Focus sur Pamela Love
Pamela Love est bien plus qu’une créatrice de bijoux, on aime ce qu’elle fait, on aime ce qu’elle dégage. Oui, Pamela c’est la fille cool, la jolie fille cool qui a grandi à NYC, diplômée d’une école d’Arts, batteuse d’un groupe, réalisatrice de courts métrages et dont on adore le style faussement décontracté, qu’elle façonne grâce à ses trouvailles dans les friperies. Elle débute sa carrière et développe sa fibre artistique comme styliste pour des clips vidéo, shootings photo et films, tout en assistant le peintre Francesco Clemente. En effet, Pamela, est une artiste avec des goûts bien définis, elle sait ce qu’elle veut. Et parce qu’elle ne parvient à trouver l’objet de ses désirs, elle décide de créer ses propres bijoux, car on est jamais mieux servi que par soi même, n’est ce pas ? Y trouvant un véritable moyen d’expression, la Brooklyn girl décide ensuite de faire de ses sculptures miniatures, son business.
Photo Olivier Zham
Ses influences sont diverses et variées, elle s’intéresse à l’astronomie, l’astrologie, la magie, la religion ainsi qu’aux bijoux folkloriques du monde entier et avoue une obsession pour la science et la nature. Elle puise aussi sont inspiration auprès d’artistes comme Joseph Cornell, Lee Bontecou, Hieronymous Bosch, ou Alejandro Jdorowsky. De son esprit naissent ainsi de petites merveilles en métal ou or 18 carats, plus originales les unes que les autres. Il faut dire que jamais je n’aurais pensé auparavant à orner mon poignet d’une patte de poulet, ou mon doigt d’un crâne de corbeau, je rêve aujourd’hui de faire l’acquisition d’une de ses oeuvres…

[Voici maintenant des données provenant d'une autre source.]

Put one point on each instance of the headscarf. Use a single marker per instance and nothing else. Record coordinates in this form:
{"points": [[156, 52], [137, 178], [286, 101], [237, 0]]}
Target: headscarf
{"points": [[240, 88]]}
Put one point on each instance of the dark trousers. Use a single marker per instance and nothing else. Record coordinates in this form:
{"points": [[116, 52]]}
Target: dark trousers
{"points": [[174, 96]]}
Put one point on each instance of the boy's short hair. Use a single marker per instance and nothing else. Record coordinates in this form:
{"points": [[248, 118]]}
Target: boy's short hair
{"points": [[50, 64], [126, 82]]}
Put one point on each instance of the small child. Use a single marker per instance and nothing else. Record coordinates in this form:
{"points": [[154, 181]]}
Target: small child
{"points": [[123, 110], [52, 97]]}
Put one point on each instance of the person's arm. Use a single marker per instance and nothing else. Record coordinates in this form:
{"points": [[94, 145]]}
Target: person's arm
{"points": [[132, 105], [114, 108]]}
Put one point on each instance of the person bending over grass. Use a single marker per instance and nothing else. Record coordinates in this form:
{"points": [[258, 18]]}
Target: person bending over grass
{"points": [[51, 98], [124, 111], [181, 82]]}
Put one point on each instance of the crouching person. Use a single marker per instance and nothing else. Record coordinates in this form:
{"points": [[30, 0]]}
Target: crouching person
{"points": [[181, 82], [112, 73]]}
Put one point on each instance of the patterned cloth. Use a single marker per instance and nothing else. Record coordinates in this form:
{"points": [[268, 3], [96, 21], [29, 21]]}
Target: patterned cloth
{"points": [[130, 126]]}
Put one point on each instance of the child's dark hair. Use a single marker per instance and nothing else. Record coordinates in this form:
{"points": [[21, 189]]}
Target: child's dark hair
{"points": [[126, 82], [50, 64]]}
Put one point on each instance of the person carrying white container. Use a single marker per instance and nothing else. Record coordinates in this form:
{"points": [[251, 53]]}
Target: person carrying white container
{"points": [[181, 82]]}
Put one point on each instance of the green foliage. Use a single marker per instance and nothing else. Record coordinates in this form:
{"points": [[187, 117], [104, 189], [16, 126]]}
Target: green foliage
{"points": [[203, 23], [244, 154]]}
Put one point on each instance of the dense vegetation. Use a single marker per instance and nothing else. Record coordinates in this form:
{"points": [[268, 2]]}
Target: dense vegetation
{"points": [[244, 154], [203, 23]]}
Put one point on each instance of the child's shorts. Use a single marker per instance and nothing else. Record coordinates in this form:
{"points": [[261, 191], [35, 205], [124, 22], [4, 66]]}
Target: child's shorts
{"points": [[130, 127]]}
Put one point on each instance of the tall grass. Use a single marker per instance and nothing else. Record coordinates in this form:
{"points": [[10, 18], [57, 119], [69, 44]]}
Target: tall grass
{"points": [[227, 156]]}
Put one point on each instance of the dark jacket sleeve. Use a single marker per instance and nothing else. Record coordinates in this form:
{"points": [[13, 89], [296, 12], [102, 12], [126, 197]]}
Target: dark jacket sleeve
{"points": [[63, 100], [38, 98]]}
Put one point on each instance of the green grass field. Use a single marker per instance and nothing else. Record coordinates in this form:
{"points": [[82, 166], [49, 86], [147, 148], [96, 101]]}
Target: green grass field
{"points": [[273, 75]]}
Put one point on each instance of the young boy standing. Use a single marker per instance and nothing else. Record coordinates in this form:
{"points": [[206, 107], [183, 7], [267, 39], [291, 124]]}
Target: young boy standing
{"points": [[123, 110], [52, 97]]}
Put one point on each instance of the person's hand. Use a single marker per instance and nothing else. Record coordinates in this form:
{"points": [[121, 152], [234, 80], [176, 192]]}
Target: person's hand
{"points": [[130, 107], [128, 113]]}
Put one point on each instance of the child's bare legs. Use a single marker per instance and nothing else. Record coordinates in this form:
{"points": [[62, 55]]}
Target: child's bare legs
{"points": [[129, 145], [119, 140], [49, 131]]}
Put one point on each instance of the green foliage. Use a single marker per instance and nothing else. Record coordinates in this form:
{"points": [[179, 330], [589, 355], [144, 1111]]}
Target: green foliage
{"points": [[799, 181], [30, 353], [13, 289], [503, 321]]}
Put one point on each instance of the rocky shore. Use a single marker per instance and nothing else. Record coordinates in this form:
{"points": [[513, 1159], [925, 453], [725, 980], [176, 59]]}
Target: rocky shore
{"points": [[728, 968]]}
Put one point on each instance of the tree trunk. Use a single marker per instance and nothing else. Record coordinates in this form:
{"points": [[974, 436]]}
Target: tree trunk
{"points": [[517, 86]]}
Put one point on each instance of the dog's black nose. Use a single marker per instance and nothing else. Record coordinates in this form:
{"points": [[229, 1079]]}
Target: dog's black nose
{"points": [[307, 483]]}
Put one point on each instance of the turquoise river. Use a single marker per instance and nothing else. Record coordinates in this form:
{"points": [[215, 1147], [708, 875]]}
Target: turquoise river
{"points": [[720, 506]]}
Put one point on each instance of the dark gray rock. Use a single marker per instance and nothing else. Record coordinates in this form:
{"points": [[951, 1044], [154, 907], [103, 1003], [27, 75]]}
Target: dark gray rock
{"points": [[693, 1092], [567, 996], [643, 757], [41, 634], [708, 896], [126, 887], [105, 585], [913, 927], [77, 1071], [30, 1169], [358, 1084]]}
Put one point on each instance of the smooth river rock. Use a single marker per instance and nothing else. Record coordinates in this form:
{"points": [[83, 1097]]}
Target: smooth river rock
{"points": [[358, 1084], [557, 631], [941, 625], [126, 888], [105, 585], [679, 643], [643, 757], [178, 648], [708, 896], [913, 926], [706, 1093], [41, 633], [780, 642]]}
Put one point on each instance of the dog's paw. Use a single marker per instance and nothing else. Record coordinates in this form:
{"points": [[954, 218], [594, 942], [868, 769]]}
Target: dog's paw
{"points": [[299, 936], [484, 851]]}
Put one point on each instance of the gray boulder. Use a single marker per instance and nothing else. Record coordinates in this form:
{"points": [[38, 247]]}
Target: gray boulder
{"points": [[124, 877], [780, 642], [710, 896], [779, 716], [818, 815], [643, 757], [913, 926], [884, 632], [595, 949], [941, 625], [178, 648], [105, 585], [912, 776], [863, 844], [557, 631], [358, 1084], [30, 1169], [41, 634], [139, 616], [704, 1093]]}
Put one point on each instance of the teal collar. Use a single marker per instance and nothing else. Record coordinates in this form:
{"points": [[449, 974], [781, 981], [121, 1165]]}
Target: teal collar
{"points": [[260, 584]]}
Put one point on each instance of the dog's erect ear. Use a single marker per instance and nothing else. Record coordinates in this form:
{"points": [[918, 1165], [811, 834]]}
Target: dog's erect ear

Et je ne suis pas la seule à avoir été sensible à son talent, Melle Love est aujourd’hui adulée de toutes les rédactrices, elle multiplie les parutions, on peut notamment citer le Vogue et Elle France, ou le W et le Another Magazine et bien d’autres encore. Les bijoux de Pamela ont également arpentés les podiums grâce à ses collaborations avec Yigal Azrouel, Marchesa, et Zac Posen.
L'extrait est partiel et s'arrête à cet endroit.